In contrast, the much less commonly seen radiation necrosis is virtually indistinguishable from that of recurrent tumor on CT or conventional MR images as both usually have mass effect and enhancement. Clinically, patients with radiation necrosis often present with focal neurologic deficits. However, MRS, DWI, perfusion imaging, and metabolic imaging (PET or SPECT-thallium studies) are useful in making this distinction. While radiation necrosis may have an elevated lactate peak on MRS secondary to necrosis, the elevated choline peak and depressed N-acetyl aspartate (NAA) peaks expected with tumors are usually absent (Fig. 5.4). Necrotic areas typically show restricted water diffusion (hyperintensity on DWI and corresponding hypointensity on apparent diffusion coefficient (ADC) map images). In contrast, the overwhelmingly majority of brain tumors do not cause restricted water diffusion and will not be hyperintense on DWI. Similarly, perfusion imaging may distinguish between radiation necrosis and tumor, as some tumors (particularly those of higher grade) show increased perfusion while there is absence of increased perfusion in radiation necrosis. With metabolic imaging, radiation necrosis shows normal to decreased metabolic activity while recurrent tumor is usually increased, especially if the original tumor was high-grade (e.g., WHO grade III or IV; see “Astrocytomas” section). Distinguishing between recurrent tumor and radiation necrosis using metabolic imaging is less accurate if the original brain tumor was a WHO grade I or II tumor.

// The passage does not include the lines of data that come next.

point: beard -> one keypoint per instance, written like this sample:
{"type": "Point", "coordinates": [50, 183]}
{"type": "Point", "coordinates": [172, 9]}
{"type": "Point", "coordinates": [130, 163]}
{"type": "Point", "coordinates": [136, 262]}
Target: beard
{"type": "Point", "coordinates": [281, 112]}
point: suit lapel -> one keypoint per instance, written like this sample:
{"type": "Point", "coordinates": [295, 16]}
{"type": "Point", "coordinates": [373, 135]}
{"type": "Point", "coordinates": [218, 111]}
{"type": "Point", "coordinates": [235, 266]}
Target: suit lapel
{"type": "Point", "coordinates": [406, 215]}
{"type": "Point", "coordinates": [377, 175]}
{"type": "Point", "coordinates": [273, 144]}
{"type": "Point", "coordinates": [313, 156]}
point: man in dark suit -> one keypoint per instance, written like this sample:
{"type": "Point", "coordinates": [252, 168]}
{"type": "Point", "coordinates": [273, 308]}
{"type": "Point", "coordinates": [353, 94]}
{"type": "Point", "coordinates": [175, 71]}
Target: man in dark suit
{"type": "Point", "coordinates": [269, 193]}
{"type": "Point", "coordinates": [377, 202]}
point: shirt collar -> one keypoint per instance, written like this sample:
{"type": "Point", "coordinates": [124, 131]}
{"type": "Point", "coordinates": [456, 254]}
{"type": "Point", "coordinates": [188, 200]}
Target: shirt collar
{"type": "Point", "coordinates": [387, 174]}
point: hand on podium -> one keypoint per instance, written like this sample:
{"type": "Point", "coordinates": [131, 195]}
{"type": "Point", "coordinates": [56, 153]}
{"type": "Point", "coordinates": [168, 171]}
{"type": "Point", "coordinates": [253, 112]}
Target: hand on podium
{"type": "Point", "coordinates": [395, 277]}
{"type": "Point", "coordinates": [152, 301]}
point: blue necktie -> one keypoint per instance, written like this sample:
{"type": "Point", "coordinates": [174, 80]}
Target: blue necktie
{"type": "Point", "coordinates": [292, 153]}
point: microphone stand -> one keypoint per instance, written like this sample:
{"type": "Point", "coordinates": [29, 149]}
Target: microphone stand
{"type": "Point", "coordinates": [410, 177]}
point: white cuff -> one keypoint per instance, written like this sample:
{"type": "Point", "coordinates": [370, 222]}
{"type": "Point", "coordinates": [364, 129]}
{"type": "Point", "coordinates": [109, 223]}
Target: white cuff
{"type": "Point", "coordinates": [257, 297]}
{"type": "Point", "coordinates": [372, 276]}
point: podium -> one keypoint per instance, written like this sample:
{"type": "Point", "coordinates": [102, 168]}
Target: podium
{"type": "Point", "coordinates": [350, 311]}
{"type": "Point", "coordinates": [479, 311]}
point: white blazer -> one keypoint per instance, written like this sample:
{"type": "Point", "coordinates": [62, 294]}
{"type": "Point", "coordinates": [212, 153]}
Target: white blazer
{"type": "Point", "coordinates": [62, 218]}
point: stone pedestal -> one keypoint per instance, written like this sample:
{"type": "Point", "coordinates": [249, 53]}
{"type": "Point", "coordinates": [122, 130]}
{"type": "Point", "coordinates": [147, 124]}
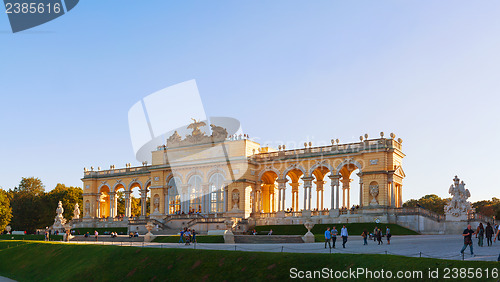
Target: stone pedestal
{"type": "Point", "coordinates": [309, 237]}
{"type": "Point", "coordinates": [228, 234]}
{"type": "Point", "coordinates": [149, 236]}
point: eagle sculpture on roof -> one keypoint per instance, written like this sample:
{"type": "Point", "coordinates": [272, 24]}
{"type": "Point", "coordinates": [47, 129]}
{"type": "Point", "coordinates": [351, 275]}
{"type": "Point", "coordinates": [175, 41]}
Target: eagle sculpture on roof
{"type": "Point", "coordinates": [196, 127]}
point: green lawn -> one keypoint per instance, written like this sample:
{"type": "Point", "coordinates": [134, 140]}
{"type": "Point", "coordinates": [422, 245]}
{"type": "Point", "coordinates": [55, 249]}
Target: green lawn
{"type": "Point", "coordinates": [199, 239]}
{"type": "Point", "coordinates": [354, 229]}
{"type": "Point", "coordinates": [30, 237]}
{"type": "Point", "coordinates": [39, 261]}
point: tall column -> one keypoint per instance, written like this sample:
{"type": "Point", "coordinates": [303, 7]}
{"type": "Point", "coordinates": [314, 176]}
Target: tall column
{"type": "Point", "coordinates": [308, 186]}
{"type": "Point", "coordinates": [205, 204]}
{"type": "Point", "coordinates": [400, 190]}
{"type": "Point", "coordinates": [165, 202]}
{"type": "Point", "coordinates": [128, 208]}
{"type": "Point", "coordinates": [112, 204]}
{"type": "Point", "coordinates": [346, 182]}
{"type": "Point", "coordinates": [337, 194]}
{"type": "Point", "coordinates": [295, 195]}
{"type": "Point", "coordinates": [143, 202]}
{"type": "Point", "coordinates": [319, 194]}
{"type": "Point", "coordinates": [258, 189]}
{"type": "Point", "coordinates": [360, 189]}
{"type": "Point", "coordinates": [391, 187]}
{"type": "Point", "coordinates": [335, 184]}
{"type": "Point", "coordinates": [305, 198]}
{"type": "Point", "coordinates": [98, 205]}
{"type": "Point", "coordinates": [281, 190]}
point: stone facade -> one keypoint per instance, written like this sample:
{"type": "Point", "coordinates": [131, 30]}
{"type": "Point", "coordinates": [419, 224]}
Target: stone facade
{"type": "Point", "coordinates": [221, 176]}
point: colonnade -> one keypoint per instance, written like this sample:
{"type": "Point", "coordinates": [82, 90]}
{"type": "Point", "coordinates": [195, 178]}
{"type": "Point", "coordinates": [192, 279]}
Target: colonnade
{"type": "Point", "coordinates": [264, 195]}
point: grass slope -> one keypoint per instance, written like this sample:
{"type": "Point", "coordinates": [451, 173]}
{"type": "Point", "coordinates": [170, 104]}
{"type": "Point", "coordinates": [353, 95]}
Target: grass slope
{"type": "Point", "coordinates": [119, 230]}
{"type": "Point", "coordinates": [40, 261]}
{"type": "Point", "coordinates": [354, 229]}
{"type": "Point", "coordinates": [30, 237]}
{"type": "Point", "coordinates": [199, 239]}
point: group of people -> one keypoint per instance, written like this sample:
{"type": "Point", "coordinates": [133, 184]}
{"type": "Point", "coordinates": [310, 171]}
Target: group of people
{"type": "Point", "coordinates": [489, 232]}
{"type": "Point", "coordinates": [331, 236]}
{"type": "Point", "coordinates": [188, 236]}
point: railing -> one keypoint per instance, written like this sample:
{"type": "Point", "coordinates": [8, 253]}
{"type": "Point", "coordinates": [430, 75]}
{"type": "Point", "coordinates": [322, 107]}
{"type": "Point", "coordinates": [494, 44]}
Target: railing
{"type": "Point", "coordinates": [419, 211]}
{"type": "Point", "coordinates": [205, 220]}
{"type": "Point", "coordinates": [293, 214]}
{"type": "Point", "coordinates": [482, 217]}
{"type": "Point", "coordinates": [266, 215]}
{"type": "Point", "coordinates": [115, 171]}
{"type": "Point", "coordinates": [344, 148]}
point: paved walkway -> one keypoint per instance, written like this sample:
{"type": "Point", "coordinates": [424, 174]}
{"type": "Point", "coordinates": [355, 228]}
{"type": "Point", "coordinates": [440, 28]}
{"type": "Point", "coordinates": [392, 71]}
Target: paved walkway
{"type": "Point", "coordinates": [433, 246]}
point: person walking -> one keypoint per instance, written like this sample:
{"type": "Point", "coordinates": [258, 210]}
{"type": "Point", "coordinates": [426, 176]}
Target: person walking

It is difficult, in many circumstances, to suggest a specific histologic diagnosis based on the imaging characteristics alone. However, taking into account other factors such as the location of these tumors (intra-axial, extra-axial, intraventricular, sellar region, pineal region) and clinical information (age, gender, endocrinologic data, etc.), the differential diagnosis can be limited to just a few possibilities and sometimes a single most likely entity. Some intracranial tumors have a definite predilection for one gender (see Table 5.2).